A histogram with an exponentially decaying reservoir produces quantiles which are representative of (roughly) the last five minutes of data. It does so by using a forward-decaying priority reservoir with an exponential weighting towards newer data. Unlike the uniform reservoir, an exponentially decaying reservoir represents recent data, allowing you to know very quickly if the distribution of the data has changed.

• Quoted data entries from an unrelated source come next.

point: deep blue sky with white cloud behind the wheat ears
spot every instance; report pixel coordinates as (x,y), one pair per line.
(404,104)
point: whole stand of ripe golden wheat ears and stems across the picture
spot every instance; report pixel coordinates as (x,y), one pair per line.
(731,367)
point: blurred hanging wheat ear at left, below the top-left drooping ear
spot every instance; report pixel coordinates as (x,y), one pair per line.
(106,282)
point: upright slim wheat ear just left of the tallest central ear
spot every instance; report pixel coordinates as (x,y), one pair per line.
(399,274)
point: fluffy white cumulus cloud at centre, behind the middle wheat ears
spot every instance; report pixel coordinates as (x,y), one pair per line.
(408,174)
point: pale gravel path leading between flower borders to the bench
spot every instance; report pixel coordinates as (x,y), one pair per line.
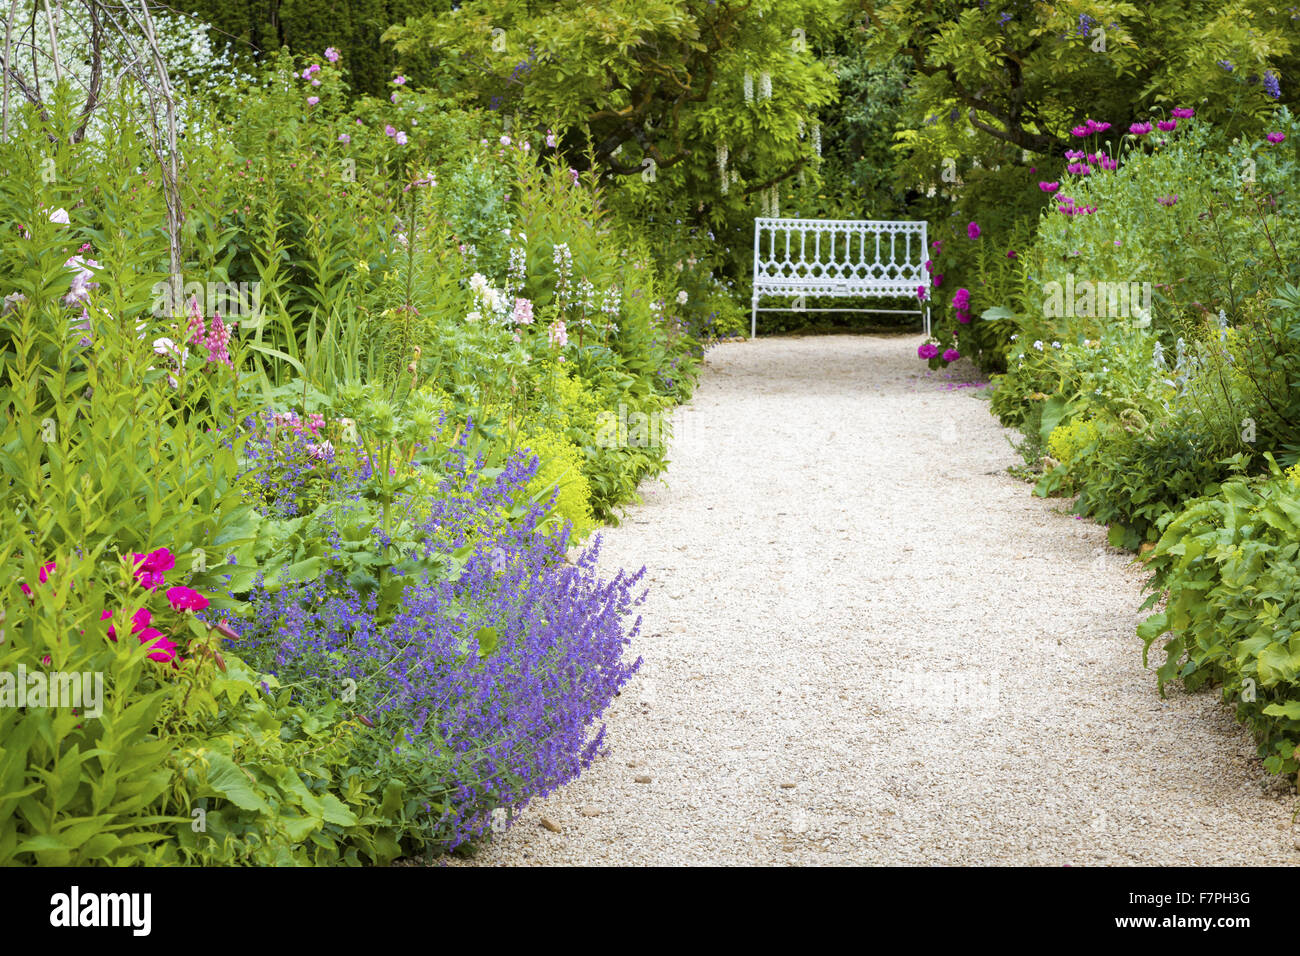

It doesn’t sound very bad, but there are several potential implications:

  • EDRs are lossy by design; they don’t store every sample (they’re statistically representative).
  • EDRs, by default, store a static 1028 samples and samples are weighted towards the past 5 minutes.
  • The rate at which samples decay within EDRs is influenced by how frequently the histogram is updated.

Possible solutions

  • In January 2019, Dropwizard 3.2.3 introduced SlidingTimeWindowArrayReservoir / SlidingTimeWindowMovingAverages - a sliding window-based, lossless reservoir implementation with no loss of precision.
  • Calculation of rates on the server side sounds interesting. It simplifies monitoring and looks quite intuitive. But the second solution could be moving the calculation of rates to the client side. Then you can also move to a different metric library like Micrometer

Dropwizard solution with SlidingTimeWindowMovingAverages

import com.codahale.metrics.Meter;

public static void main(string args) throws InterruptedException {
    SlidingTimeWindowMovingAverages averages = new SlidingTimeWindowMovingAverages();
    Meter meter = new Meter(averages);

    // write and print for 30 seconds
    for(int i=0; i<30; i++) {
      meter.mark(100);
      Thread.sleep(1_000);
      System.out.println(meter.getOneMinuteRate());
    }

    // print for 1 hour
    for(int i=0; i<3_600; i++) {
      Thread.sleep(1_000);
      System.out.println(meter.getOneMinuteRate());
    }
  }

The result of execution, you can see below:

OneMinuteRate with SlidingTimeWindow

What we can see is:

  • it reacts immediately after start,
  • it goes to level 3000 - sum of values of events: 30 * 100,
  • 60 seconds after calling it, it goes back to zero.

Summary

For me, it was pretty surprising behaviour. I know it was well-documented, but for many developers it could also be surprising. I am pretty sure you want to have a monitoring system that react on spikes / drops in important KPIs in real time. In general, I think the Dropwizard library was a great library some years ago. Also, the assumption of calculating metrics on the server side can look attractive. Nowadays, I think it is time to change this assumption.